Glyph Technologies (www.glyphtech.com)
Long a leading supplier to the digital audio industry, Glyph has been moving more and more into video post. The company’s most recent productions include four additions to the GT series of tabletop Firewire 400 and 800-based storage, as well as the new PortaGig pocket-sized, Bus-powered 7200-RPM mini-drive, powerful enough to support high-track ProTools sessions.

Maxtor (www.maxtor.com)
The Milpitas, California-based company has been drawing accolades for its new $899.95 OneTouchIII Turbo, a one Tb drive that combines the disk-striping speed of RAID-O with RAID-1 mirrored-data security. Pre-formatted for Macs, the drive can connect up to 62 Firewire 400 and 800 devices, and up to 127 USB 2.0 devices through hubs.

Rorke Data (www.rorke.com)
Based in Eden Prairie, Minnesota, Rorke Data has a dedicated broadcast and post division that is focused on Fibre Channel networks and desktop solutions. The company’s current product line includes ImageSAN2, which enables users to modify and leverage workflow by enhancing user collaboration with improved file-level storage and management; StreamMine, which facilitates sharing between multiple video servers to vastly increase available storage; and Galaxy HDX 4GB, a fourth-generation, low-cost proprietary RAID system designed to exceed current bandwidth and high capacity storage requirements for the HD market.
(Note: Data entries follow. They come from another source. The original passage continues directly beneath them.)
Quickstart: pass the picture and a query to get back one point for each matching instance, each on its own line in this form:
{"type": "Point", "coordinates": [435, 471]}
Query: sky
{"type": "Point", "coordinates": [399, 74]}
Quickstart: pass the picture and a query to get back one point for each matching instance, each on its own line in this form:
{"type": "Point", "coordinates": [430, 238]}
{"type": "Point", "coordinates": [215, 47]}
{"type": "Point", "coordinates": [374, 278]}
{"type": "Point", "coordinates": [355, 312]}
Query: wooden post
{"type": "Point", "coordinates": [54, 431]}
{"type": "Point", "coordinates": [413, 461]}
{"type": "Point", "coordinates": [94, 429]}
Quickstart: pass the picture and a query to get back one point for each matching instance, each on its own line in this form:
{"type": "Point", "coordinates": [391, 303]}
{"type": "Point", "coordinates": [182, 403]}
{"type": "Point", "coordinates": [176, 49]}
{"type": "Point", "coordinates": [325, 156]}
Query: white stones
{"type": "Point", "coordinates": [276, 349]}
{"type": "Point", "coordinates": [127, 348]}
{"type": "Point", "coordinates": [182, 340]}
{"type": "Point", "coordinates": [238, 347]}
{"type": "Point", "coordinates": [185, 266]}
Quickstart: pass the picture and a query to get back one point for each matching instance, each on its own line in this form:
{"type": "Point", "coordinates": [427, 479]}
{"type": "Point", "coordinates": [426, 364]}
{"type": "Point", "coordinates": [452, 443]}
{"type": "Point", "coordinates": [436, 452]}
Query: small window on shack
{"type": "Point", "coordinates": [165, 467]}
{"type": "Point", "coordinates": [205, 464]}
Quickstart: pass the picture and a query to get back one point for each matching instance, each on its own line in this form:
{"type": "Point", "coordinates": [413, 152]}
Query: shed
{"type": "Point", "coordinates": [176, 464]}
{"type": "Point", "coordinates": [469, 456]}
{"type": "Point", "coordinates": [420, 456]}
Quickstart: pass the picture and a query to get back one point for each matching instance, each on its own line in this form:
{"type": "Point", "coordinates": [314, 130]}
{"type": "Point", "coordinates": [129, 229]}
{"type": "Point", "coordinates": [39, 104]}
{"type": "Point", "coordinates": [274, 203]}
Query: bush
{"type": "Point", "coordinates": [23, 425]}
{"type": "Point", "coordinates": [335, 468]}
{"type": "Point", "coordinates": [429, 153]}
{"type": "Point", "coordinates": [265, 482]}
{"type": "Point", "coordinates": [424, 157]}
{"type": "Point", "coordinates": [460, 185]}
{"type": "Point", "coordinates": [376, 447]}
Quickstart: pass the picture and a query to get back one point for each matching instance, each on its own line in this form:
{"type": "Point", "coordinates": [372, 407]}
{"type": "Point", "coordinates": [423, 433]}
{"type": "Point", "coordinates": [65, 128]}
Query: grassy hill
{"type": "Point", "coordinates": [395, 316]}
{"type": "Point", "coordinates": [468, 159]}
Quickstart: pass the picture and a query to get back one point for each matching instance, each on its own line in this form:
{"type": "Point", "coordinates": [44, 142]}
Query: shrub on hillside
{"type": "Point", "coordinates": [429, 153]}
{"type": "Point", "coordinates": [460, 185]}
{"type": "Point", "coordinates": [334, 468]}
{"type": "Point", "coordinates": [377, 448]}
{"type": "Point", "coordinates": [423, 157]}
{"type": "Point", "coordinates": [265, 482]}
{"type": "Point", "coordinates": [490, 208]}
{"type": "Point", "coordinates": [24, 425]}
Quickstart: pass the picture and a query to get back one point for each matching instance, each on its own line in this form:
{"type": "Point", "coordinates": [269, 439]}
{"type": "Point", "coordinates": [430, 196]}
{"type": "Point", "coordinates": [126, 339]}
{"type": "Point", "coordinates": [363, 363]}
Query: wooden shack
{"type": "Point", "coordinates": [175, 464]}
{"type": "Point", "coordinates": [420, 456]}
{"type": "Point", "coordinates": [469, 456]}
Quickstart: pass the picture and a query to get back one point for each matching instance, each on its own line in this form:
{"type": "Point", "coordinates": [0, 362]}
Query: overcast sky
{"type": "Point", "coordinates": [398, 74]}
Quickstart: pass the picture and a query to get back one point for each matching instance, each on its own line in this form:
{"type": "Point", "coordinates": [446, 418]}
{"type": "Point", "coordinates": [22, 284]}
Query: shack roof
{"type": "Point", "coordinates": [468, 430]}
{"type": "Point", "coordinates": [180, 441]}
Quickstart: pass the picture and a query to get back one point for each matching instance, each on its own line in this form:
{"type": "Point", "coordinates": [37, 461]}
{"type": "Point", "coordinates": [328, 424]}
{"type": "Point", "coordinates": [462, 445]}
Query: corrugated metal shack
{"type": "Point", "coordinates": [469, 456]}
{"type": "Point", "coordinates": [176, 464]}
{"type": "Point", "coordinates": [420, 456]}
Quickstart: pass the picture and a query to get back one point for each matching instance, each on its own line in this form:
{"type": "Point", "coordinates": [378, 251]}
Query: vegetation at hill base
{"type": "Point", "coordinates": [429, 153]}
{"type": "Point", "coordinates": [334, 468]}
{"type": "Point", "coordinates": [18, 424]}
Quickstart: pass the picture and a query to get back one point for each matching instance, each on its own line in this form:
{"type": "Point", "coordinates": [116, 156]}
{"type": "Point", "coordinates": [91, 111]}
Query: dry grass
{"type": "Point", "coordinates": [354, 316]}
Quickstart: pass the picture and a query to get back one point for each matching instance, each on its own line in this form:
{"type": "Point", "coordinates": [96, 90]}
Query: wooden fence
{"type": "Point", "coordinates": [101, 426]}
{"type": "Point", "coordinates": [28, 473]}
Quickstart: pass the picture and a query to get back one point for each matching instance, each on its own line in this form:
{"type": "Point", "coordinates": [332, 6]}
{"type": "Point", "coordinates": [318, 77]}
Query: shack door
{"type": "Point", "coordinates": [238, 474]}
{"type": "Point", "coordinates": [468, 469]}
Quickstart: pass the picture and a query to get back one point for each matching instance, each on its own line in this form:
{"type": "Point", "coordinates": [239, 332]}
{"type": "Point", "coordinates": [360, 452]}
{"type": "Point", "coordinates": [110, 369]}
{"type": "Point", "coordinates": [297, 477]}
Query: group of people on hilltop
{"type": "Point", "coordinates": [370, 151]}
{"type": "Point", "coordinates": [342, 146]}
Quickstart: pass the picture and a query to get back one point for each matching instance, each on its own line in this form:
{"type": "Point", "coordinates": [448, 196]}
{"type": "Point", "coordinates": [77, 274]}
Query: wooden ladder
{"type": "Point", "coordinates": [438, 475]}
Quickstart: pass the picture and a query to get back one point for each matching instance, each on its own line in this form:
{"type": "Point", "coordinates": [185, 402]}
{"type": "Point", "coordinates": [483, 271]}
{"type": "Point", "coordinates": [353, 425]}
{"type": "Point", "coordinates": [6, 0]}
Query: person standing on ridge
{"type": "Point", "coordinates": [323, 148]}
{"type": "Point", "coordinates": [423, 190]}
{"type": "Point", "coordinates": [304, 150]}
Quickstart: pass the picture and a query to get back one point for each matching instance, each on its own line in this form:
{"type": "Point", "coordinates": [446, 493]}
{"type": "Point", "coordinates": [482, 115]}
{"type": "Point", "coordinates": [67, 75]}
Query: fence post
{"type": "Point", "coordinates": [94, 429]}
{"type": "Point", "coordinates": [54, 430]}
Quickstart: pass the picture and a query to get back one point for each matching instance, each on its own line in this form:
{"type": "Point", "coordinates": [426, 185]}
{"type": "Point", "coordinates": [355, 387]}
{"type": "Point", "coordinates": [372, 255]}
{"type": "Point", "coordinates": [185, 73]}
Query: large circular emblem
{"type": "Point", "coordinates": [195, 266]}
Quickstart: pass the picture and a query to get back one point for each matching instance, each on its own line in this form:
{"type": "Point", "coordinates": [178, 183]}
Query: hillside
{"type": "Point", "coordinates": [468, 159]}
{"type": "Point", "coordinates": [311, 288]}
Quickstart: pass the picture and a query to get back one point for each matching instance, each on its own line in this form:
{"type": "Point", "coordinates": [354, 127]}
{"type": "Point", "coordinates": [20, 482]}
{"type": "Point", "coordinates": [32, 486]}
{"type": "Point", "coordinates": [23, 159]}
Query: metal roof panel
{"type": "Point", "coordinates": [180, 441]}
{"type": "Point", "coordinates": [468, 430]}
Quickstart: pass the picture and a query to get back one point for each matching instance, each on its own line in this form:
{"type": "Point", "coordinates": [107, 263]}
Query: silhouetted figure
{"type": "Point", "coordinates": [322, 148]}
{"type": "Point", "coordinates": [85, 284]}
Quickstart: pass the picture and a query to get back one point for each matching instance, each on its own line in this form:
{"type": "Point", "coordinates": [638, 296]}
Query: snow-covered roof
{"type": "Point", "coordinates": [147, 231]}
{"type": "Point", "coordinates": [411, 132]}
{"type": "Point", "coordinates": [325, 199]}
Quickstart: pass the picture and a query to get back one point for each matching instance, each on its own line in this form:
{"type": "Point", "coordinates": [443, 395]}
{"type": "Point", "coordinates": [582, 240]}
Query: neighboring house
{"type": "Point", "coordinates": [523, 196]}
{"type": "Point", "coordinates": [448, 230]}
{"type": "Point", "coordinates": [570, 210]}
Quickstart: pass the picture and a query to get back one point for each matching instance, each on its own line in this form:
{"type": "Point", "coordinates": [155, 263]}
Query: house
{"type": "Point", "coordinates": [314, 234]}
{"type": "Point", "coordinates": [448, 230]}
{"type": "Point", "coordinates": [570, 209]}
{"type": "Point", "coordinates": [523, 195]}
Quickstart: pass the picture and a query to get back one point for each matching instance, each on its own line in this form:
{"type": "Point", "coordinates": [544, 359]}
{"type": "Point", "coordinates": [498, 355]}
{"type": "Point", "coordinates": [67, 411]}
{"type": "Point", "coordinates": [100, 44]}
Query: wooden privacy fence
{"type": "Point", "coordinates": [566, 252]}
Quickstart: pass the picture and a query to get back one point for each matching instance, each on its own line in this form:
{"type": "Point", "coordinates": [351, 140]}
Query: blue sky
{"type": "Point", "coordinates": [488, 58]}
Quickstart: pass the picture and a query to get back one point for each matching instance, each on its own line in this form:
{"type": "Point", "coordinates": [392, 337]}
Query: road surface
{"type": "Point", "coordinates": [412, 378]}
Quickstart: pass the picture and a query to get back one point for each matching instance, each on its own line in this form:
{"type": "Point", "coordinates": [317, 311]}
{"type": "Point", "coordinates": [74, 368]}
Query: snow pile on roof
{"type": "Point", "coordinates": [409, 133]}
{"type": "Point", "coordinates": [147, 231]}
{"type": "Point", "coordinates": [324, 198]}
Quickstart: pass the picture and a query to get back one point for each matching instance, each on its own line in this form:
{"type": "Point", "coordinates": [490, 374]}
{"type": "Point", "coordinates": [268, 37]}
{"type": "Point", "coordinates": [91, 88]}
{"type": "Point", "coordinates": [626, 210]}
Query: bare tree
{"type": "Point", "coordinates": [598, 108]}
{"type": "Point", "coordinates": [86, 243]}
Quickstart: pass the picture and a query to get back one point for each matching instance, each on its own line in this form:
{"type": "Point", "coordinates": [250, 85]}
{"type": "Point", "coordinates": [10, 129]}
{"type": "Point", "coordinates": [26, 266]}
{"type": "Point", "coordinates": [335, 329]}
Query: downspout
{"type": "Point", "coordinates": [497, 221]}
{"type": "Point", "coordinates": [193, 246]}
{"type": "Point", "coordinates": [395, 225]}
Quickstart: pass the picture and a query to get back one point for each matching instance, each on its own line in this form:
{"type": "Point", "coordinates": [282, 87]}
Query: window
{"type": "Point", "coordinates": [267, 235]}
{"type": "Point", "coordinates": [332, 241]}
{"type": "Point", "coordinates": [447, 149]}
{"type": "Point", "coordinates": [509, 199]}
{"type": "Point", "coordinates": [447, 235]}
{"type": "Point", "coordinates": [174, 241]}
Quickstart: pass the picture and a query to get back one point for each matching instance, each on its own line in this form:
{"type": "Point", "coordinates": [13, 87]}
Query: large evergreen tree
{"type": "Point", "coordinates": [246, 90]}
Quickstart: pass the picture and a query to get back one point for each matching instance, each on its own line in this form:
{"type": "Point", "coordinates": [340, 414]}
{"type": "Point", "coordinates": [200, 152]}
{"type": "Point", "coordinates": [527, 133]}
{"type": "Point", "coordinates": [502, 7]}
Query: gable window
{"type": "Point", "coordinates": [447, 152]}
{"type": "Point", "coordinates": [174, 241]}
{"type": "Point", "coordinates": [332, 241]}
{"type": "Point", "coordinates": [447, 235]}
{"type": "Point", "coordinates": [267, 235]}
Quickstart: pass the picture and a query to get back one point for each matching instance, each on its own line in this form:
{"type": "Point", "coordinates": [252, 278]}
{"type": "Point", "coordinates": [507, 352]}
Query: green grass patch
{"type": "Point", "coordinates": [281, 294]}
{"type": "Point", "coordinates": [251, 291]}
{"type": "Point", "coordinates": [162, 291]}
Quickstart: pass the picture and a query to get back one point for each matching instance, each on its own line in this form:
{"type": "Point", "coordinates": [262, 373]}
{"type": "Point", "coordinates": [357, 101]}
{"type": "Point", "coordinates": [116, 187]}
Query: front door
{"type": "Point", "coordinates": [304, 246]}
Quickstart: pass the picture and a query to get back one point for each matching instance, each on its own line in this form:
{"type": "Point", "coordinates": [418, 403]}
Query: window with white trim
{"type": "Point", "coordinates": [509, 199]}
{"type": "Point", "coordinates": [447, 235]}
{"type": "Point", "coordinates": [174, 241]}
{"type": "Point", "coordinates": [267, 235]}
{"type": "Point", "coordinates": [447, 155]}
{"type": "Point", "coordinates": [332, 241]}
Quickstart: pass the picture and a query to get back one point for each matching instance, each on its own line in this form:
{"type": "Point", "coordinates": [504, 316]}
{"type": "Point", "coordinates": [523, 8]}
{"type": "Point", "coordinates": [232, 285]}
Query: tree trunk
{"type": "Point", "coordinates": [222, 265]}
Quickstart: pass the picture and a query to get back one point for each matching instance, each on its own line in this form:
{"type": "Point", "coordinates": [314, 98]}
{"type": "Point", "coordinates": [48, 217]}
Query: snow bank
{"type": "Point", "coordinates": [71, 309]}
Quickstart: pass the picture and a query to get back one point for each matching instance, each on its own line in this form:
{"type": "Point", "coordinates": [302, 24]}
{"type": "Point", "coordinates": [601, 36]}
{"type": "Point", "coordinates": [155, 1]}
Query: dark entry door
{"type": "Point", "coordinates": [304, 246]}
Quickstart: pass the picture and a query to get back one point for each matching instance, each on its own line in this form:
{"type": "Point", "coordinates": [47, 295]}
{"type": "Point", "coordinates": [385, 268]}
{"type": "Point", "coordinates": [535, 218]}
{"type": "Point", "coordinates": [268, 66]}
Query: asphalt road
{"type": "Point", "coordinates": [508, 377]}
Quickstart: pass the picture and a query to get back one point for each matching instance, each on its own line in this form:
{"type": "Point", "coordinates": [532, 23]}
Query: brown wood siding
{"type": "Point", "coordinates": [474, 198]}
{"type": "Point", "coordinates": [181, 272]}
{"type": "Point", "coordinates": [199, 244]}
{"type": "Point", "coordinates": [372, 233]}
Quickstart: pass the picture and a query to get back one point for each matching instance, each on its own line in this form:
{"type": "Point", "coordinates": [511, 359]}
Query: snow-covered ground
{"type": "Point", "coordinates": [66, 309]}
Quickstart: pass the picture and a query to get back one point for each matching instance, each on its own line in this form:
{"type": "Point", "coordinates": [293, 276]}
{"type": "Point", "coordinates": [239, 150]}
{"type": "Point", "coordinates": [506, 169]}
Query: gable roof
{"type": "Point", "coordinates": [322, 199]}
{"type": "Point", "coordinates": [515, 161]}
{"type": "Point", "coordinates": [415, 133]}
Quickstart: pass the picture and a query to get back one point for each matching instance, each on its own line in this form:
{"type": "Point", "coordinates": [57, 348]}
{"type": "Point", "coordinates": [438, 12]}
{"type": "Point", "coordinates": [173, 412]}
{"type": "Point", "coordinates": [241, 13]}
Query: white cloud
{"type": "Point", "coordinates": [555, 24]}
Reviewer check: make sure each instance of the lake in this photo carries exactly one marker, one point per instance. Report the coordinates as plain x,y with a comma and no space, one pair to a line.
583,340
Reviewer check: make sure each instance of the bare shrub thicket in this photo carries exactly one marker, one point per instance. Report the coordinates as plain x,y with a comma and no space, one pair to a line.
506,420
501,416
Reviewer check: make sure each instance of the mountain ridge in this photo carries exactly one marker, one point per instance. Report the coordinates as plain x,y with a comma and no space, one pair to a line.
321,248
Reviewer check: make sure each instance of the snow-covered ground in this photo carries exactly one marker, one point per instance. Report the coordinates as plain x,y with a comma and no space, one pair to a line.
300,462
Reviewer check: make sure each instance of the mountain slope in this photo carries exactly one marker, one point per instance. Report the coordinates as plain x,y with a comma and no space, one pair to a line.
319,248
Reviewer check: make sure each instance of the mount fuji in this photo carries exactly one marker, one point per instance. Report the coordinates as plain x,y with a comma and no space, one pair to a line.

BlueArc Corp. (www.bluearc.com)
The San Jose, California-based company recently introduced the Titan Storage System, billed as the first storage solution that consolidates and manages up to 256 Tb of data in a single storage pool. Titan’s scalability allows literally thousands of clients to be served simultaneously, an idea which has led the product’s penetration into the CGI and effects studio market.

Michael Kunkes is a freelance editor and writer specializing in animation, production and post-production.